The University of Canterbury is the first university in Australasia to develop training through unique access to cloud infrastructure, designed to solve big-data analysis problems for staff and students.

The University of Canterbury is the first university in Australasia to develop training through unique access to cloud infrastructure, designed to solve big-data analysis problems for staff and students.

UC Senior Lecturer from the School of Mathematics and Statistics Dr Raazesh Sainudiin secured grants from Databricks Academic Partners Program and Amazon Web Services Educate, which enable free and ongoing access for all UC faculty, staff and students to use cloud computing infrastructure for academic teaching and research.

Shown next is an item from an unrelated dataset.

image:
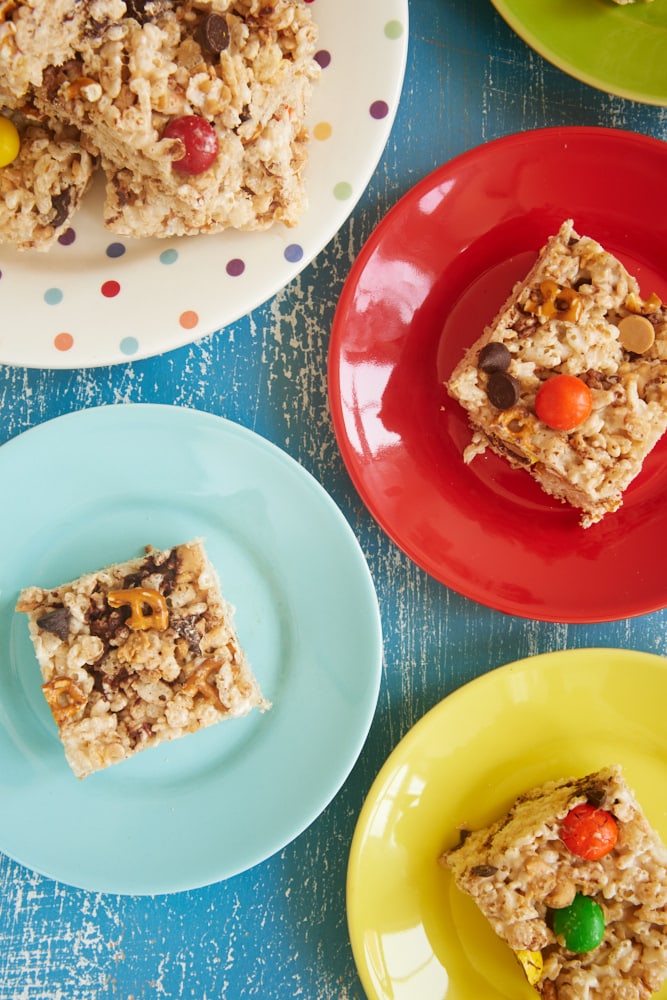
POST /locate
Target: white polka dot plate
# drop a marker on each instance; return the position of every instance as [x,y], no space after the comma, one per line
[97,299]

“This provides UC with huge potential to emerge as a leader in big data analytics in this region of the globe,” Dr Sainudiin says.

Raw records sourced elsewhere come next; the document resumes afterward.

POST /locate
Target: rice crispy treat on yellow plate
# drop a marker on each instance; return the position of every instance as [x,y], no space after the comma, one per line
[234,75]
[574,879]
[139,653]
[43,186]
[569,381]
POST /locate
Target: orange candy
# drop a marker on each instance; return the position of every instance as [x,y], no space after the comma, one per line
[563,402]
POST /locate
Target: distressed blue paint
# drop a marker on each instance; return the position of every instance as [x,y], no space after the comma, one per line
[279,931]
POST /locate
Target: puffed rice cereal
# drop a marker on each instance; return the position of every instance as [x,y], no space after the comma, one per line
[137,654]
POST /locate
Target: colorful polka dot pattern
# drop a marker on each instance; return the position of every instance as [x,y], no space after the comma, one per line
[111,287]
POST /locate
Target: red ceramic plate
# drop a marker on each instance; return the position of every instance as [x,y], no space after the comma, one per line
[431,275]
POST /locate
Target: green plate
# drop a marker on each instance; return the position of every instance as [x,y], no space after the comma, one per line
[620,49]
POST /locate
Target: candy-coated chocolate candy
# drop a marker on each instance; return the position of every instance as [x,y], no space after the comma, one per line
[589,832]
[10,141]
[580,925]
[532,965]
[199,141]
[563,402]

“In today's digital world, data about every conceivable aspect of life is being collected and amassed at an unprecedented scale.

“To give you some idea of how much data we are talking about, IBM estimated that a whopping 2.5 exabytes (2,500,000,000,000,000,000 bytes) of data was generated every single day, and that was back in 2012.

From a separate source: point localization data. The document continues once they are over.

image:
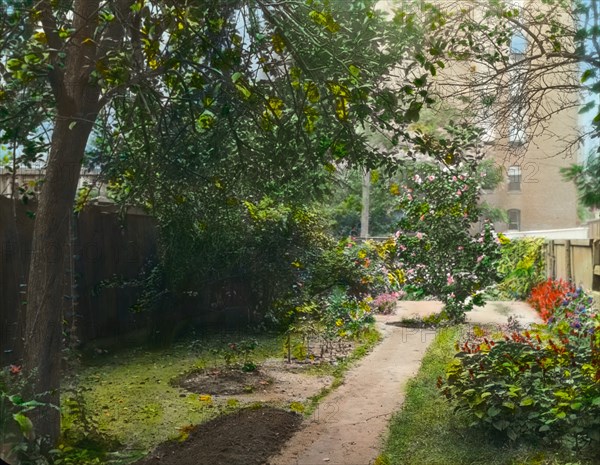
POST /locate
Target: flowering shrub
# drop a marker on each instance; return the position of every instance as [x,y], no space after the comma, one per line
[543,383]
[436,247]
[546,296]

“This massive data could potentially hold answers for many critical questions and problems facing our world today. But to be able to get at these important answers, the first step is to be able to explore and analyse this gargantuan volume of data in a meaningful way.

“Cloud computing allows you to instantly scale up access to over 10,000 off-site computers, as required by the scale of the real-world big data problem at hand, and complete the data analyses in the least amount of time needed - usually a matter of hours.

“What if all past and present recorded and real-time data of earthquakes on the planet could be analysed simultaneously? Or consider the live analysis of every tweet on Earth.

“There are on average 60 tweets per second. The scale of such volumes of data is such that they can't be stored, let alone analysed, by one computer or even a 100 computers in any sort of reasonable timeframe.”

Dr Sainudiin says UC has already established a research cluster with thousands of computer nodes running Apache Spark, a lightning-fast cluster computing engine for large-scale data processing.

As Dr Sainudiin explains, this locally set-up resource taps into the infrastructure provided by these grants and is being used by UC students in a new course STAT478: Special Topics in Scalable Data Science, including several students who are full-time employees in the local tech industry.

“We hope that such industry-academia collaborations will continue to be a dynamic training ground for future employees in our growing data industry,” adds Roger Jarquin, Chief Technical Officer, Wynyard Group.